Regresando al análisis formal de la obra temprana que consta de los tres primeros libros del autor, en «Vía Férrea» es posible vislumbrar un cambio casi imperceptible tanto en estilo como en los contenidos trazados; la poesía con mensajes no es bien tratada por la mayoría de los críticos porque no les gustan los heraldos ni los profetas (problema que cruza en general a los latinoamericanos con algunas sabias excepciones), de hecho la pontificación por sí misma tiene hoy en día escabrosas connotaciones, aunque no sea el caso de este libro, sin embargo, como crítico literario debo reconocer que en una lectura primaria este libro salta las vallas de la convención y puedo guardarlo en el estante de libros interesantes, pues es muy raro detectar en la lectura de un autor específico la transición legítima -y no truculenta-, el desplazamiento desde una poesía cuyo estilo está dedicado a reflejar un contexto sociopolítico determinado hacia un estilo desconocido e incipientemente errático, en este caso veo el paso preciso en que es posible como en ningún otro escrito distinguir un punto de inflexión en la lírica del autor, la detección, la percepción de un norte difuso, sin plataforma definida, la soledad ontológica en que la poesía es lo único plausible.

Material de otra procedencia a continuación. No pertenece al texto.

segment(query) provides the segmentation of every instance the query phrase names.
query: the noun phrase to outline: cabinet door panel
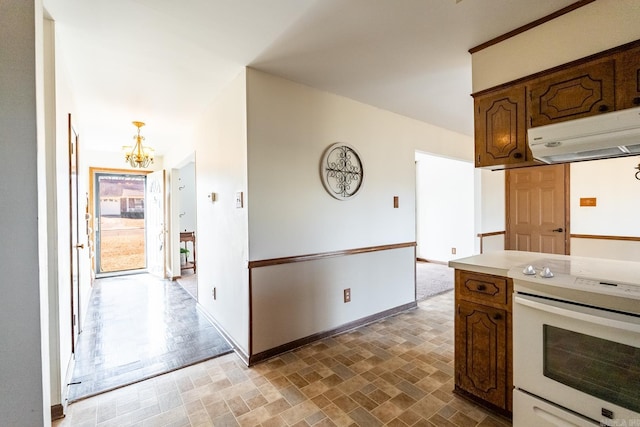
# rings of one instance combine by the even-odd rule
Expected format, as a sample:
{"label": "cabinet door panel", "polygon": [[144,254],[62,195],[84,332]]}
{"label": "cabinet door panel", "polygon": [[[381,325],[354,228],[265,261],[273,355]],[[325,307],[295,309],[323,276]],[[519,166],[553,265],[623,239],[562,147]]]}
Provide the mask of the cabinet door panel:
{"label": "cabinet door panel", "polygon": [[476,166],[508,165],[527,159],[525,108],[524,86],[475,98]]}
{"label": "cabinet door panel", "polygon": [[616,57],[616,108],[640,106],[640,47]]}
{"label": "cabinet door panel", "polygon": [[456,384],[501,408],[507,404],[507,313],[458,301]]}
{"label": "cabinet door panel", "polygon": [[542,126],[615,109],[614,61],[587,63],[532,82],[530,125]]}

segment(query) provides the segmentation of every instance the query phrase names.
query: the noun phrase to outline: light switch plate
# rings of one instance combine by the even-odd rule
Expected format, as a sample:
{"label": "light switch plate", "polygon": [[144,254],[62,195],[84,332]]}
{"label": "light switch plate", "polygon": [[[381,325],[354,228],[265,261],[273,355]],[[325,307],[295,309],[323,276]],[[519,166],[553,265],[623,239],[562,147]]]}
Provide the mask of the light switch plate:
{"label": "light switch plate", "polygon": [[236,193],[236,208],[241,208],[243,206],[243,195],[242,191],[238,191]]}

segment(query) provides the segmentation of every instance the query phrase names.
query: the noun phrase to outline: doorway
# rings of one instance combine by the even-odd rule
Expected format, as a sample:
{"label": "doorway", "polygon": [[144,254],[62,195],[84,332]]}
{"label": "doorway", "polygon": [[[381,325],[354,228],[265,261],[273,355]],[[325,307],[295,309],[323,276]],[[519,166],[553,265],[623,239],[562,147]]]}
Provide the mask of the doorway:
{"label": "doorway", "polygon": [[416,152],[416,300],[454,287],[451,259],[473,255],[473,163]]}
{"label": "doorway", "polygon": [[198,299],[197,240],[196,240],[196,164],[195,158],[180,169],[177,177],[177,211],[180,230],[180,274],[178,283],[196,300]]}
{"label": "doorway", "polygon": [[144,271],[146,175],[96,172],[94,179],[96,277]]}
{"label": "doorway", "polygon": [[416,252],[447,263],[474,254],[473,163],[416,152]]}

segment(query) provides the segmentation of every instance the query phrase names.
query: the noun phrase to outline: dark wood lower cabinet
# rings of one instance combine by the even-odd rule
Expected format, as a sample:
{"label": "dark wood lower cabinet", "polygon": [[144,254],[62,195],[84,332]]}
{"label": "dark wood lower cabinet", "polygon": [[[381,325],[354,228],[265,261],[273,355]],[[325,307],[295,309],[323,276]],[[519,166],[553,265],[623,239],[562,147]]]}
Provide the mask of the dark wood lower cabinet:
{"label": "dark wood lower cabinet", "polygon": [[[507,416],[513,389],[511,283],[505,277],[456,270],[456,391]],[[496,298],[496,290],[503,295]]]}
{"label": "dark wood lower cabinet", "polygon": [[507,402],[506,312],[466,301],[460,301],[457,307],[458,383],[483,400],[504,407]]}

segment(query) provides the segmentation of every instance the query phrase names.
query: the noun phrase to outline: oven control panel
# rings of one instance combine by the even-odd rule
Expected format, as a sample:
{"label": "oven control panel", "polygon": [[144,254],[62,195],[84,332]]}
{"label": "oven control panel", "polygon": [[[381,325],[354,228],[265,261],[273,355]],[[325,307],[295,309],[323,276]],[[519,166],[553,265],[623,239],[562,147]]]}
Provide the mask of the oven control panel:
{"label": "oven control panel", "polygon": [[622,283],[602,282],[600,280],[585,279],[584,277],[576,278],[575,284],[577,286],[585,286],[591,289],[609,289],[615,291],[616,293],[620,293],[621,295],[640,295],[640,286],[625,285]]}
{"label": "oven control panel", "polygon": [[518,293],[640,315],[638,280],[624,283],[609,273],[610,270],[598,271],[592,265],[539,260],[531,265],[511,268],[507,277],[513,279],[514,291]]}

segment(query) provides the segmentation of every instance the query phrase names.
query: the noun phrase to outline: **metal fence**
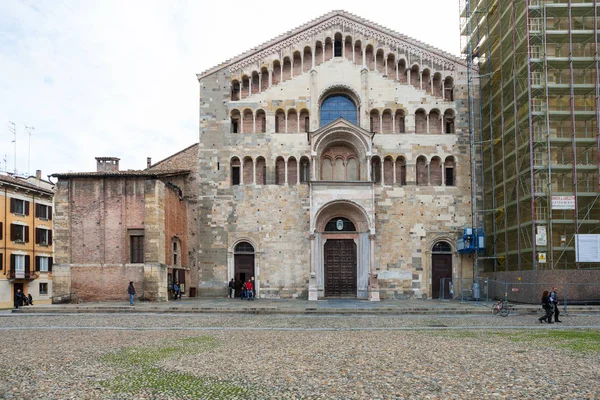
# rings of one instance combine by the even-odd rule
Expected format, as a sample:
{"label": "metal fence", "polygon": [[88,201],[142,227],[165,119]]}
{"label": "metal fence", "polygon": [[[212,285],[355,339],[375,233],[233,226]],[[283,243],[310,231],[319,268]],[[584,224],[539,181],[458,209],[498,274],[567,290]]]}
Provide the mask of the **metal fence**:
{"label": "metal fence", "polygon": [[593,283],[525,283],[503,282],[487,278],[441,279],[439,299],[454,299],[488,305],[500,299],[511,303],[541,304],[544,291],[555,289],[558,300],[567,311],[569,305],[600,305],[600,282]]}

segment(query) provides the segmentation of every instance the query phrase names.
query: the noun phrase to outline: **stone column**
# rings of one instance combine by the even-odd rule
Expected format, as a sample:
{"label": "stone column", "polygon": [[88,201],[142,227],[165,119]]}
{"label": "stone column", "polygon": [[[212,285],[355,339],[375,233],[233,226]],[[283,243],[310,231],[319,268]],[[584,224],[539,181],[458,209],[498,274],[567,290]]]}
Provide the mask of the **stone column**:
{"label": "stone column", "polygon": [[273,86],[273,68],[269,68],[269,87]]}
{"label": "stone column", "polygon": [[283,168],[283,171],[284,171],[284,173],[285,173],[285,177],[284,177],[284,179],[283,179],[283,183],[284,183],[285,185],[287,185],[287,184],[288,184],[288,179],[287,179],[287,175],[288,175],[288,173],[287,173],[287,172],[288,172],[288,171],[287,171],[287,168],[288,168],[288,160],[283,160],[283,164],[285,165],[285,167]]}
{"label": "stone column", "polygon": [[377,271],[375,271],[375,235],[369,235],[371,244],[370,265],[369,265],[369,287],[367,289],[369,301],[379,301],[379,282]]}
{"label": "stone column", "polygon": [[370,130],[369,128],[369,74],[368,69],[363,68],[360,71],[360,96],[362,97],[362,102],[360,104],[360,127],[365,130]]}
{"label": "stone column", "polygon": [[319,299],[319,289],[317,287],[317,273],[315,265],[315,234],[311,233],[310,240],[310,278],[308,281],[308,300],[317,301]]}

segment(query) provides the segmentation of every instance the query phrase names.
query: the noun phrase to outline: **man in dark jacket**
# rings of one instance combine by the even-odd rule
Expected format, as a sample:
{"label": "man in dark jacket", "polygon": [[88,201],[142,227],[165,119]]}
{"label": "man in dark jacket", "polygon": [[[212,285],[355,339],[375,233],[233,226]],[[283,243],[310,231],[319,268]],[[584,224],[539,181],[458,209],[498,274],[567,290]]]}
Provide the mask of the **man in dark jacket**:
{"label": "man in dark jacket", "polygon": [[552,304],[552,307],[554,309],[554,322],[562,322],[558,319],[558,314],[560,314],[560,311],[558,310],[558,295],[556,294],[556,288],[552,288],[552,291],[550,292],[550,304]]}
{"label": "man in dark jacket", "polygon": [[15,292],[15,308],[22,307],[24,299],[25,296],[23,296],[23,292],[21,292],[21,289],[17,289],[17,291]]}
{"label": "man in dark jacket", "polygon": [[231,280],[229,281],[229,296],[230,299],[233,299],[235,297],[235,281],[233,280],[233,278],[231,278]]}
{"label": "man in dark jacket", "polygon": [[127,288],[127,293],[129,293],[129,305],[133,305],[133,300],[135,298],[135,288],[133,287],[133,281],[129,282],[129,287]]}

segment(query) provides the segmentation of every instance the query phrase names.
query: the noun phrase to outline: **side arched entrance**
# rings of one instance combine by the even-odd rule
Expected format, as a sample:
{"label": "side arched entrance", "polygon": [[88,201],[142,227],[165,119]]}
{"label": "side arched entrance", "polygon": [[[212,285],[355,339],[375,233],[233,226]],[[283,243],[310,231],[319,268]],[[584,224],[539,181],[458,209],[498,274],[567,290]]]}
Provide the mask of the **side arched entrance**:
{"label": "side arched entrance", "polygon": [[356,297],[356,243],[354,223],[348,218],[333,218],[323,237],[325,297]]}
{"label": "side arched entrance", "polygon": [[447,242],[437,242],[431,249],[431,297],[451,299],[452,247]]}
{"label": "side arched entrance", "polygon": [[235,280],[235,295],[237,297],[240,295],[243,282],[255,277],[254,255],[254,246],[252,246],[250,243],[240,242],[235,245],[235,249],[233,251],[233,279]]}

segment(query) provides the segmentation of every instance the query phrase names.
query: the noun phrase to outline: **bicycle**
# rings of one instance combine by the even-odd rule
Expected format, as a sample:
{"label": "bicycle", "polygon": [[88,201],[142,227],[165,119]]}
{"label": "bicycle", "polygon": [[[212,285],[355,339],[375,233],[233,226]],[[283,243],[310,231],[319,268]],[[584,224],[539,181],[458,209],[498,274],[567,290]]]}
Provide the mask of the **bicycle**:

Eso es en síntesis este libro escrito en los 80 y liberado en 1990 cuando ya no existía preocupación por el devenir de un país que, a pesar de su sacrificio y su sobrevivencia, tenía demarcada su opción preferentemente acomodaticia y vana y en especial cuando todos esperábamos leer sólo literatura política por muy subrepticios que estuviesen los mensajes.

Se extraña, eso sí, al Ibáñez Zumel frontal y político contingente de «Rojo, negro y adiós a las armas»-dirán algunos-, pero este libro sigue siendo político, ocurre que el discurso político primario y local es sólo un hilo básico (se puede romper a veces) y delgado del resto del rizoma.

Esta vez el autor va mucho más lejos, mejor aún está ya mucho más lejos y eso que estamos hablando de finales de los 80 cuando ya todo estaba por acabar y el constante martilleo de una muchedumbre sin conciencia por una parte y el discurso adormilante de la cúpula de lobos con sus dos cabezas, la dictadura y la democracia por llegar se habían convertido en ruido ambiental omnipresente e hipnótico ante el cual sólo existían tres sendas, huir, enfrentarla o asimilarla.